You may not be able to focus on any one thing or enjoy anything that you were previously able to before you had your baby. Going shopping or even reading a book may seem extremely difficult. Postnatal depression can also take away any form of sexual desire.

You may feel physical symptoms of tension, such as headaches and stomach pains.

There are different reasons why you may be depressed, with some reasons more obvious than others. Perhaps the pregnancy and birth were distressing or you may have suffered mental health problems in the past. You may not have support from family or friends or you may have recently experienced a stressful event, perhaps a death or relationship breakup.

PND can also begin without a reason, without any of the causes mentioned above. On the other hand, having these problems does not mean that you will definitely suffer from PND.

If you feel you cannot look after yourself or your baby, or if you have plans to harm yourself, you should contact someone immediately. It could be your GP, The Samaritans or your local Accident and Emergency Unit. A list of other sources of help can be found on our further information / help section.

There are various treatments available; the most common two types are medication and talking treatments. For further information on treatments, read our treatment section or talk to a health professional.

The ideas below may ease some of the anxiety and low mood you are experiencing.

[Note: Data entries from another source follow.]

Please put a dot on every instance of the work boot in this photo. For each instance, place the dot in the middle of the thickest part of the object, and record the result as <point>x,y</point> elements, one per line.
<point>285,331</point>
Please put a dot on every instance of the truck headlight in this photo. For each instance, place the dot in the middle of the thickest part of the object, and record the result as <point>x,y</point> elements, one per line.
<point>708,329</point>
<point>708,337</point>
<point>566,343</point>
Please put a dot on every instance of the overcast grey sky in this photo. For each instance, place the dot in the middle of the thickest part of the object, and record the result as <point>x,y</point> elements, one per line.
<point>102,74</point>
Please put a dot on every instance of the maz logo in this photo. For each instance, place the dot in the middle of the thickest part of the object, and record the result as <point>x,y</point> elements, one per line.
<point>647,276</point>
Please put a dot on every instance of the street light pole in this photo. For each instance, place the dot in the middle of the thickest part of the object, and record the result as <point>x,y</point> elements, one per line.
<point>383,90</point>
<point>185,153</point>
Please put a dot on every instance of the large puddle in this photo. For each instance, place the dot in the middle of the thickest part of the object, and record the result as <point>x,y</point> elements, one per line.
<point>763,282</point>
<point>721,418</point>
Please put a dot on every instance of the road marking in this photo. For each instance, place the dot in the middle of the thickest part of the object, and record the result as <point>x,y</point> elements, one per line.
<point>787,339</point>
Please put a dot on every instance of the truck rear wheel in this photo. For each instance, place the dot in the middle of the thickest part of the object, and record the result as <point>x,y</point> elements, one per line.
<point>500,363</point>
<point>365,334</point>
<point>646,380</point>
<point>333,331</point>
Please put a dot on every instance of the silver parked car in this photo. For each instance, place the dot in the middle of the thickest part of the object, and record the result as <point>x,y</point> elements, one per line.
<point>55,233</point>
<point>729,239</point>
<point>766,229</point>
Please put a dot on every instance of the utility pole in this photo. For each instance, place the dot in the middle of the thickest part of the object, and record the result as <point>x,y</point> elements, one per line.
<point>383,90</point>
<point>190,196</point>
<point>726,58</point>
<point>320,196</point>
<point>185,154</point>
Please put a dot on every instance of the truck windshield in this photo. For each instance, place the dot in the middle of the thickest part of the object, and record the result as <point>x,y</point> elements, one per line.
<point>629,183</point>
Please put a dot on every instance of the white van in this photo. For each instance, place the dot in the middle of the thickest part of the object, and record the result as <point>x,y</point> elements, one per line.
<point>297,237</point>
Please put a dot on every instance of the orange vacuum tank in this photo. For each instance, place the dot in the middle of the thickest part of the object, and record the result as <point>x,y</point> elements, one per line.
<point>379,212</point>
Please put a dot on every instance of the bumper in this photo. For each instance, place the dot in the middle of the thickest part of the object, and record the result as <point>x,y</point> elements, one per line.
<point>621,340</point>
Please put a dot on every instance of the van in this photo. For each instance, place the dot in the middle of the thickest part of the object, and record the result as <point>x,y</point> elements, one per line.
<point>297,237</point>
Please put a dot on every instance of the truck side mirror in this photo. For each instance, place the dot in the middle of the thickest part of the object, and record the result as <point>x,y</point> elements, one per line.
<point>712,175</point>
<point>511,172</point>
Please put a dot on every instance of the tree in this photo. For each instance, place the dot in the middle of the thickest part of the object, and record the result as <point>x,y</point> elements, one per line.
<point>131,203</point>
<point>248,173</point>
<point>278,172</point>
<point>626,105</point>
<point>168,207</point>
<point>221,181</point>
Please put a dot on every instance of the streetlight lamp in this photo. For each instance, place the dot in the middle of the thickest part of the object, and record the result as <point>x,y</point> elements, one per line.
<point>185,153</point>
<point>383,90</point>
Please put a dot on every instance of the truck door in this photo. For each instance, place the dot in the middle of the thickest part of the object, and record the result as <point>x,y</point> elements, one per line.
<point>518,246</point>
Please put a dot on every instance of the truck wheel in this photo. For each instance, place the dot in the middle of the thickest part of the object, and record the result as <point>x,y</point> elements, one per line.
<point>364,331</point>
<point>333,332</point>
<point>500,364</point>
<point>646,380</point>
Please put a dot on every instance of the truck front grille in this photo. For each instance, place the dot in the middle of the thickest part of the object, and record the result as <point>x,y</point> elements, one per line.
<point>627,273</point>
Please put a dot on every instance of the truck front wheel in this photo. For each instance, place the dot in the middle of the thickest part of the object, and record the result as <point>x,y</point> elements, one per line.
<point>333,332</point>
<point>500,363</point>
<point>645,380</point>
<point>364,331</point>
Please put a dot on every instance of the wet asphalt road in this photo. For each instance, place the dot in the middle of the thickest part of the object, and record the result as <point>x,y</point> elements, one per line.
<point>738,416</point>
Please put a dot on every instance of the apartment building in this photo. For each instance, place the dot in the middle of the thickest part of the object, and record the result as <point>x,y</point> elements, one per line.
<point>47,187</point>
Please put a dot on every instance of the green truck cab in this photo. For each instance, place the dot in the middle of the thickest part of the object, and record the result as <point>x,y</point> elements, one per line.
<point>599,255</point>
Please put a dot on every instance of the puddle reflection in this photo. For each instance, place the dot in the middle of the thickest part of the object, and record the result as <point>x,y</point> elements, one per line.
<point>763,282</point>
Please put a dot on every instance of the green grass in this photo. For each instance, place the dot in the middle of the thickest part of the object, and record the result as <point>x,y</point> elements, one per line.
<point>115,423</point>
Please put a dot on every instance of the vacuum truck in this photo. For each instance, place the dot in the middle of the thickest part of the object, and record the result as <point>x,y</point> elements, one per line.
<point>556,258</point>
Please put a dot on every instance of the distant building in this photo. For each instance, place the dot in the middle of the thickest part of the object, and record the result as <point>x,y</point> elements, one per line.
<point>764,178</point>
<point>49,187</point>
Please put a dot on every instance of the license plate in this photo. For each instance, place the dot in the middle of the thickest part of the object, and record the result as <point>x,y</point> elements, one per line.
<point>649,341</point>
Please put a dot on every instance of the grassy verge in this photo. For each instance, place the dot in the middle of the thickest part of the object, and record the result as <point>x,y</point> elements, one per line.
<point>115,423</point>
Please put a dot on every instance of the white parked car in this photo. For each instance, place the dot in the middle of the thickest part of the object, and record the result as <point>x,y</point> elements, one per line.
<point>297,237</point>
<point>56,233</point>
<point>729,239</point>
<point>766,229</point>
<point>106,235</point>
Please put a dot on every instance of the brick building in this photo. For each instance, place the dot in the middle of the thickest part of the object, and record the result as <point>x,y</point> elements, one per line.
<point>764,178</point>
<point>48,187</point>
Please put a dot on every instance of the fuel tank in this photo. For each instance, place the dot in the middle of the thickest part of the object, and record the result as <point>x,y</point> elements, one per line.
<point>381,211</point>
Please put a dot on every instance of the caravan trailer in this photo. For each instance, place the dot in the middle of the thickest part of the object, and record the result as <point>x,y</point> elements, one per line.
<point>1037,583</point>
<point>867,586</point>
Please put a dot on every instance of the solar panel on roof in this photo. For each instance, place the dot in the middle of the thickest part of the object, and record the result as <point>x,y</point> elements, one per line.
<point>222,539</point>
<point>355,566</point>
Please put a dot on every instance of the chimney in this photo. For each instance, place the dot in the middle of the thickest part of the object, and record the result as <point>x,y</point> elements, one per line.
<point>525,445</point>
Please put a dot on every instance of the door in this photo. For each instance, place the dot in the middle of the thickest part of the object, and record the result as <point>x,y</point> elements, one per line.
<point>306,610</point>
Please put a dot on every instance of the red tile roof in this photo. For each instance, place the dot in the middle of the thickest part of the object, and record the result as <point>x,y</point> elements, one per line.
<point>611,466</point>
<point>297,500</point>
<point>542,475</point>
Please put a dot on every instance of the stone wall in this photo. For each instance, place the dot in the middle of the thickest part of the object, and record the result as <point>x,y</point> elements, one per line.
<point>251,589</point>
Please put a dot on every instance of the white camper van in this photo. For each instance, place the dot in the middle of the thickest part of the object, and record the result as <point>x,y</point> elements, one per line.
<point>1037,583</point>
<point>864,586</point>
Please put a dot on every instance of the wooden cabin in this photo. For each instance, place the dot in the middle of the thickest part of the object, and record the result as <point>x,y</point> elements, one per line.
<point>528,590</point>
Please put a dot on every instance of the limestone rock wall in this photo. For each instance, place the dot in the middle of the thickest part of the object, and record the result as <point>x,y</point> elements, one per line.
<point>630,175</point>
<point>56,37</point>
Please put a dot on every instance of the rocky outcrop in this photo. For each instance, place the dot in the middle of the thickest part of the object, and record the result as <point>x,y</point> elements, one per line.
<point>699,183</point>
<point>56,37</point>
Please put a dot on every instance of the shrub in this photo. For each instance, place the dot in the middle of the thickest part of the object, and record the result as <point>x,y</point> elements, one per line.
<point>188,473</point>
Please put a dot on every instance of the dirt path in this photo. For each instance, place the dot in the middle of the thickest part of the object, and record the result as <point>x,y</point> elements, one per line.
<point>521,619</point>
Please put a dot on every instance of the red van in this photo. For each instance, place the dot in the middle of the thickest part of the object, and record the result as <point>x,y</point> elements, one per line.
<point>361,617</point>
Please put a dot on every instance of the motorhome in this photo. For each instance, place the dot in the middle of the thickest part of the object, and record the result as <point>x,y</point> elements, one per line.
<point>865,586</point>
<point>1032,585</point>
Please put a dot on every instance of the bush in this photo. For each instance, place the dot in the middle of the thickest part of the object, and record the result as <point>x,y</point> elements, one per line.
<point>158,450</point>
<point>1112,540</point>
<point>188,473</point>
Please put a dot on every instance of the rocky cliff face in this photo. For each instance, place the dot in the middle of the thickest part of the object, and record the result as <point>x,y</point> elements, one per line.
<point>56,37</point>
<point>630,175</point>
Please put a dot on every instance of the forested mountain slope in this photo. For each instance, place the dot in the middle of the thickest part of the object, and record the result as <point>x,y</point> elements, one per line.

  • Tell someone about how you feel. This could be your partner, a relative or friend or perhaps a stranger on the other end of the telephone.
  • Try to get some sleep when you feel able to, even resting on the sofa or bed may help.Eating may be the last thing on your mind but try to eat regularly, even a small amount is better than nothing. You need your strength to get better and to look after your baby.
  • Perhaps try to do some of the things you used to enjoy, watching the soaps, reading a magazine or a book, soaking in the bath or listening to music. You may feel guilty doing something enjoyable or having some “me” time but your baby will be OK. Just reassure yourself that they are safe and well and being looked after by a friend or a relative or that they are sleeping safely in their crib and the monitor is on.
    Set some time aside to spend alone time with your partner. If you are a single mother, try to do something relaxing or fun with a friend or family member.
  • Some sufferers of PND find it hard to leave the house, others can’t wait to get out. Try attending local groups for new mothers or postnatal support groups. Your health visitor can tell you about groups in your area. You may not feel like going to these groups if you are depressed.
  • Don’t try to be everything to everyone, let others help you with housework, shopping and looking after other children.
  • Exercise, even taking your baby for a walk will help to improve your mood and help with sleep.
  • Buy a self-help book.
  • Alcohol or drugs seem like an escape but they are only help in the short-term and can have an adverse effect on your mental and physical health.
  • Don’t be frightened, lots of women have postnatal depression and you will get better in time.